Rapid Thermalization in Field Theory from Gravitational Collapse

TL;DR

This paper investigates gravitational collapse in AdS space to understand rapid thermalization in dual field theories, finding that black hole formation and thermalization occur quickly across various initial conditions.

Contribution

It provides a numerical study linking scalar field collapse in AdS to rapid thermalization in dual field theories, highlighting the dependence on initial conditions.

Findings

Small initial amplitudes do not form black holes, resulting in oscillatory scalar fields.

Large initial amplitudes lead to black hole formation, indicating thermalization.

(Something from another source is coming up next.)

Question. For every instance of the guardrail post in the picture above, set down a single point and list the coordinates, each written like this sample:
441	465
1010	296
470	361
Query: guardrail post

Thermalization occurs near the causal bound for a wide range of black hole masses.

Abstract

Motivated by the duality with thermalization in field theory, we study gravitational collapse of a minimally coupled massless scalar field in Einstein gravity with a negative cosmological constant. We investigate the system numerically and establish that for small values of the initial amplitude of the scalar field there is no black hole formation, rather, the scalar field performs an oscillatory motion typical of geodesics in AdS. For large enough values of the amplitude of the scalar field we find black hole formation which we detect numerically as the emergence of an apparent horizon. Using the time of formation as an estimate for thermalization in the field theory we conclude that thermalization occurs very rapidly, close to the causal bound for a very wide range of black hole masses. We further study the thermalization time in more detail as a function of the amplitude and the width of the initial Gaussian scalar field profile and detect a rather mild structure.